L’inquiétude est aussi  alimentée par le retour en force du discours, il y a  encore quelques mois, sur les savoirs fondamentaux à l’école qui tend à présenter comme secondaire les pratiques artistiques. 
Malaise aussi entretenu par la manière dont a été traite ce thème au moment de la campagne électorale des présidentielles : très peu de choses dans le programme de Nicolas Sarkozy qui  semble privilégier une vision patrimoniale de la politique culturelle. Des propositions qui étaient  un peu plus développées  en revanche dans le programme de Ségolène Royal sur l’enseignement artistique à l’école. 
Enfin le sort budgétaire réservé au ministère de la culture, inquiète les acteurs culturels. Doit-on conclure à l’échec des politiques culturelles ? La revendication d’une culture pour tous n’est elle qu’une utopie ?
Doit-on conclure à l’échec des politiques culturelles ? La revendication d’une culture pour tous n’est elle qu’une utopie ?

L’intervention de l’Etat dans le domaine culturel est une tradition française que l’on peut faire remonter au moins au  XVII ème siècle et qui perdure jusqu’à aujourd’hui. Aussi la Troisième République hérite-elle d’un dispositif fortement marqué par les pratiques monarchiques. La Direction des Beaux arts est rattachée au ministère de l’Instruction publique mais les moyens financiers sont très modestes. Ce sont les villes qui jouent un rôle fort puisque les municipalités, au début du siècle, financent  fréquemment musées, bibliothèques, conservatoires et théâtres.

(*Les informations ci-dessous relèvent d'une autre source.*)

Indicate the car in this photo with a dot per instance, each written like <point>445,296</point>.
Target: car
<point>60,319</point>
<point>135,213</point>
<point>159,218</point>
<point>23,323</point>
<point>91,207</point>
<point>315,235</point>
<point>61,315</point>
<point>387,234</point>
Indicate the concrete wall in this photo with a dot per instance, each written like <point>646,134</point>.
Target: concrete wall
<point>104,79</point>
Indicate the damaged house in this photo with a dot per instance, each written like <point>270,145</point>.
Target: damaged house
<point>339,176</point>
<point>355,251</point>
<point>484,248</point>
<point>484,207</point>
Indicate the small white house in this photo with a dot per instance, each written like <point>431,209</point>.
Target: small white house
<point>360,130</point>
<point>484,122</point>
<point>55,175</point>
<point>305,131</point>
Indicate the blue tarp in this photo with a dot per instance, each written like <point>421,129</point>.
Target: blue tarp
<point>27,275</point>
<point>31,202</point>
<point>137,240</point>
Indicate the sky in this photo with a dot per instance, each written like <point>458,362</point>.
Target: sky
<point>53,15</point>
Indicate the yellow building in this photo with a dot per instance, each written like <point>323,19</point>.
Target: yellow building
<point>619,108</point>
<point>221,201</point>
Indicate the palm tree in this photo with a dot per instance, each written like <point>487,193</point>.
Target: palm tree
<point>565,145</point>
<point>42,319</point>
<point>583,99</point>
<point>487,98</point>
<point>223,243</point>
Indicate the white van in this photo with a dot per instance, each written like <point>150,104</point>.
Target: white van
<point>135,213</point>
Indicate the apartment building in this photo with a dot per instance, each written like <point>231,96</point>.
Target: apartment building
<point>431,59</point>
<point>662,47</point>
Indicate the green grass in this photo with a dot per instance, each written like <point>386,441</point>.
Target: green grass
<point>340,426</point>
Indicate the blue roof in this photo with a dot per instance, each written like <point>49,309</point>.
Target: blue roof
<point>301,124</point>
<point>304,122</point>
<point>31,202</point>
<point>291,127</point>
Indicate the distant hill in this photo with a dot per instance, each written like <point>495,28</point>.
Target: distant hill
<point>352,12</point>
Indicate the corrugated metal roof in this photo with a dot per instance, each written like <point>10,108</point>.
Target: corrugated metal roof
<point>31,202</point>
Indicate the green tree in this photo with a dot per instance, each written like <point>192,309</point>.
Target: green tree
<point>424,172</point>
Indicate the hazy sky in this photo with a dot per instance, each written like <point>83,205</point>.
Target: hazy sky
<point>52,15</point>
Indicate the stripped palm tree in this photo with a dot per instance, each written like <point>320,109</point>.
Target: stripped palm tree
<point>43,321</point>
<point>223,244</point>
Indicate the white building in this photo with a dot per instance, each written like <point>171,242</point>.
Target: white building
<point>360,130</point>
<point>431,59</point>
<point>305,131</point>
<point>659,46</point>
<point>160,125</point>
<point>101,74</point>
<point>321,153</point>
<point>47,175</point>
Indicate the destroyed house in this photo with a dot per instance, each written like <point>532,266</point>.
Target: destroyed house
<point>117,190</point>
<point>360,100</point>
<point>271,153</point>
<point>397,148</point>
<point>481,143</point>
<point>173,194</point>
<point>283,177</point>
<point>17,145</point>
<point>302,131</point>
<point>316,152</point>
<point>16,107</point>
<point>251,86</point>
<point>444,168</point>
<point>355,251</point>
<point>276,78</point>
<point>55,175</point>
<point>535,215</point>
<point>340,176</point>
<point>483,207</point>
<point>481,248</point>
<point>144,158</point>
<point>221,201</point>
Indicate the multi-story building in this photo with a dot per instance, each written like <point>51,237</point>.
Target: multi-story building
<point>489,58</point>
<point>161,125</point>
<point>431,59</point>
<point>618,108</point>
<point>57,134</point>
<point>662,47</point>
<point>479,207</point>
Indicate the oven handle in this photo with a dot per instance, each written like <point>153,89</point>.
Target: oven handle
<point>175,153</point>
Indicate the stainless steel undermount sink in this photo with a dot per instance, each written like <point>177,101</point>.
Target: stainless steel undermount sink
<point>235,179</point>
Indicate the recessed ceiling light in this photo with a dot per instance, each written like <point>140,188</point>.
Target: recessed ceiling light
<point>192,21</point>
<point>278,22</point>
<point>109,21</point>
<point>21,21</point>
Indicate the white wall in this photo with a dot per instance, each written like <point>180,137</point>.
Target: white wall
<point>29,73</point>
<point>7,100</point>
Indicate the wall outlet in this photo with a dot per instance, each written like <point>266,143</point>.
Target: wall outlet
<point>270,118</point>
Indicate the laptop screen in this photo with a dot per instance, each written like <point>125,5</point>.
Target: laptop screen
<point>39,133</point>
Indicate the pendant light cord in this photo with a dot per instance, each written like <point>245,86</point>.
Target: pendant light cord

Un tournant décisif est  pris avec le Front Populaire. Trois idées fortes s’imposent alors:  

Le projet de Jean Zay de créer un ministère de la vie culturelle n’aboutit pas et l’expérience au final a été courte (c’est une des raisons de l’échec avec les difficultés économiques) mais ce fut bien le « temps de la prise en compte avant celle de la prise en charge » et s’impose alors, pour la première fois la revendication de l’égalité devant la culture. 

La constitution de 1946, dans son préambule, fait référence à des droits culturels mais  la période de la IVème République est surtout marquée par une absence de volonté politique du Parlement et des budgets pour la culture qui ne dépassent jamais 0,20 % du budget de l’Etat. Seule surnage de cette période l’expérience du Théâtre National Populaire  de Jean Vilar qui demeure un modèle du genre.

Il faut bien attendre 1959 pour parler d’invention de la politique culturelle.

Malraux s’inscrit dans la filiation du Front Populaire même s’il récuse la prise en charge par son ministère, du secteur de Léo Lagrange des loisirs et de la culture populaire. La revendication démocratique est forte  dans la conception que Malraux a de son ministère des Affaires Culturelles. Rappelons cette phrase tirée d’un discours de 1967 « il faut bien admettre qu’un jour on aura fait pour la culture ce que Jules Ferry a fait pour l’instruction publique : la culture sera gratuite ».

Dans les années 70 plusieurs mouvements de fond se dessinent :

La première rupture correspond à « l’ère Lang » même si les politiques menées sont dans la continuité de celles mises en place depuis 1959. La rupture est avant tout quantitative : en 1982 le budget de la culture est multiplié par 2, soit 0,76 % du budget de l’Etat. L’objectif de 1% est fixé, il est presque atteint en 1993. Nouveauté aussi avec une visibilité plus forte des politiques qui passe par des effets d’annonces, une couverture médiatique plus marquée. Ainsi la fête de la musique, la journée du patrimoine… Un autre aspect de cette politique est le volet décentralisation. Enfin la politique de grands travaux s’inscrit, elle, dans la tradition classique des interventions de l’Etat.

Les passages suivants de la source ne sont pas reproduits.